Between-Phenotype Differences in Specific Symptoms of Mania
displays the average ratings by identified phenotypes in each item of mania. Only models for elevated mood, motor activity, sleep, and irritability converged. Closer examination revealed that all individuals endorsed 0 for disruptive or aggressive behaviors, appearance, and insight. For thought content, only individuals from the Medium group endorsed a nonzero rating. For language or thought, only individuals from the High group had a nonzero rating. For speech and sexual interest, only individuals from Medium and High groups endorsed nonzero ratings. Analyses excluding the Low group revealed that sexual interest and speech did not differ between the Medium and High groups.
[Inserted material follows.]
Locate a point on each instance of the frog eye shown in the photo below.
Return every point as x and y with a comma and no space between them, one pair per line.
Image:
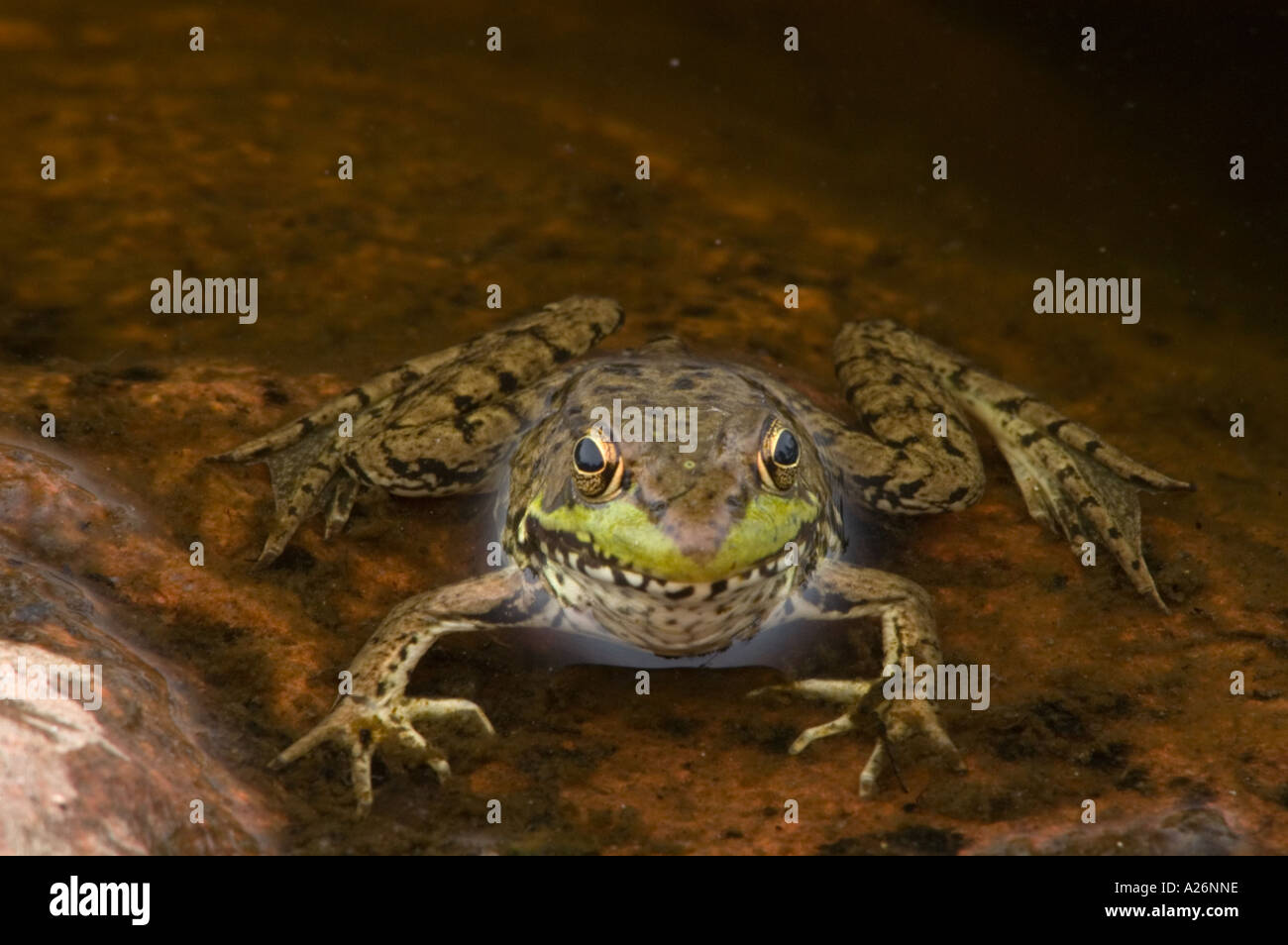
596,468
780,452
Results for all other items are presented in .
The High group, compared with the Low group, showed significantly higher odds of elevated mood (P=.03), motor activity (P=.04), and irritability (P=.05).
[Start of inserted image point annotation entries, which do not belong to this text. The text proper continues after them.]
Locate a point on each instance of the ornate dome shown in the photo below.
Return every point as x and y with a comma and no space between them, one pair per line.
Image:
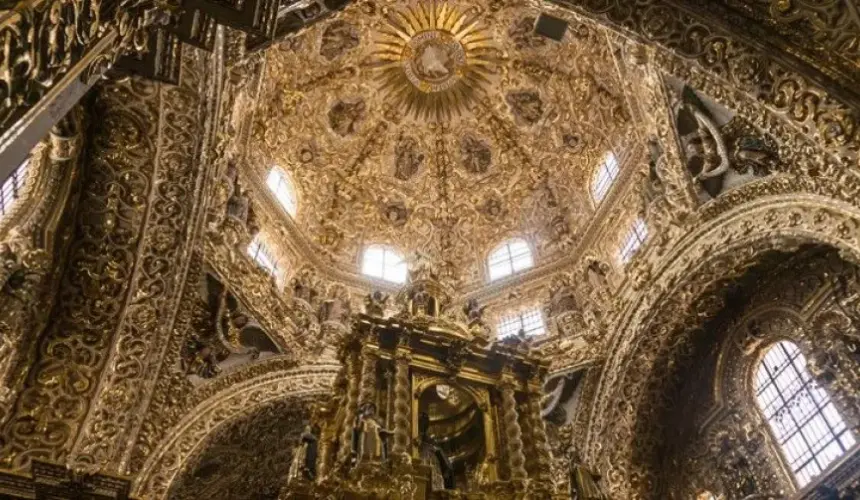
442,128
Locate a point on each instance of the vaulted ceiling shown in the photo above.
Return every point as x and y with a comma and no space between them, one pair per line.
442,128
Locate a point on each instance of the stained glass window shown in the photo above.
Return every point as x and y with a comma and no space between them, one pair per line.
529,321
263,256
635,238
508,258
384,263
282,188
804,421
12,188
604,177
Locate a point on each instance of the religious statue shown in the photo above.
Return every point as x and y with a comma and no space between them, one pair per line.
441,470
372,439
304,462
583,481
335,308
304,286
421,301
474,313
309,448
374,304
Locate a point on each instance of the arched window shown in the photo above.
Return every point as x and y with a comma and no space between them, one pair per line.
508,258
384,263
804,421
263,256
636,236
12,188
530,322
281,186
604,176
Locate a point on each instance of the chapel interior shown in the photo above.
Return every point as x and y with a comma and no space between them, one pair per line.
430,249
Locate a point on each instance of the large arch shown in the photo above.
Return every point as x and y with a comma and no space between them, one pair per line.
651,323
173,453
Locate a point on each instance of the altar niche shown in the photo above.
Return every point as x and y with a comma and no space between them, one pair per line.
426,409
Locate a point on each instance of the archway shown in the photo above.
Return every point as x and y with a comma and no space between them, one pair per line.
676,299
236,402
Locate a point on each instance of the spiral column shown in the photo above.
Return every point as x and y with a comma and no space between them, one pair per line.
516,457
539,440
367,393
402,405
352,392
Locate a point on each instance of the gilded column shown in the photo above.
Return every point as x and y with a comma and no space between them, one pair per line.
368,377
540,443
401,404
351,407
325,453
516,457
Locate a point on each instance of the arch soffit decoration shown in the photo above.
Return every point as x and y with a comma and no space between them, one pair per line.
171,456
741,352
805,218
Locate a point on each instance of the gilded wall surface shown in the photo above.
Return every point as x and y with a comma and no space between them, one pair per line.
139,339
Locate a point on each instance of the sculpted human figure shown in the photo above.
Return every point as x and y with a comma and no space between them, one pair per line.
373,438
374,304
583,481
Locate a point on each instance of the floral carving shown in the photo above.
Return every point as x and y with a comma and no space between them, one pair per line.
344,117
338,38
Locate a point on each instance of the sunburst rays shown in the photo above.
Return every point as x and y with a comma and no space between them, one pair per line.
434,57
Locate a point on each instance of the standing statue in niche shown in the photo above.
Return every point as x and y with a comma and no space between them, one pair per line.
372,439
304,462
583,482
374,304
441,470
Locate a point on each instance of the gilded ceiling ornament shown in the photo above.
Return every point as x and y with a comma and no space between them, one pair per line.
523,35
339,38
395,213
476,155
434,58
526,106
345,115
408,158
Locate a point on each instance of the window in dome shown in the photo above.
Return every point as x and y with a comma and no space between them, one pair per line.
509,258
604,177
262,255
808,428
633,241
282,188
384,263
530,322
12,188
Variable and phenotype | OR (95% CI) | z score | P value | |
Elevated mood | ||||
Medium | 1.99 (0.2-19.679) | 0.59 | .56 | |
Higha | 16.12 (1.265-205.427) | 2.14 | .03 | |
Motor activity | ||||
Medium | 2.71 (0.294-25.012) | 0.88 | .38 | |
Higha | 15.22 (1.206-192.227) | 2.1 | .04 | |
Sleep | ||||
Medium | 1.09 (0.249-4.807) | 0.12 | .91 | |
High | 4.74 (0.66-34.027) | 1.55 | .12 | |
Irritability | ||||
Medium | 6.61 (0.809-54.004) | 1.76 | .08 | |
Higha | 12.83 (1.028-160.073) | 1.98 | .05 |
aSignificant relations.
Discussion
This study demonstrates the promises of mobile typing kinematics in mood disorder research and practice. Monitoring single mobile typing kinematic feature—backspace rates—through passive sensing imposes a low burden on participants. Based on real-life keystroke data, our derived digital phenotypes from this single feature can be useful for researchers and practitioners to distinguish between individuals with and without mood disorder symptoms. We found that derived phenotypes were associated with not only the diagnoses and severity of depression and mania but also specific individual symptoms. These findings suggest that digital phenotyping based on mobile typing kinematics can provide a nuanced understanding of mood disorders beyond diagnoses and severity aggregates and can serve as a useful clinical tool.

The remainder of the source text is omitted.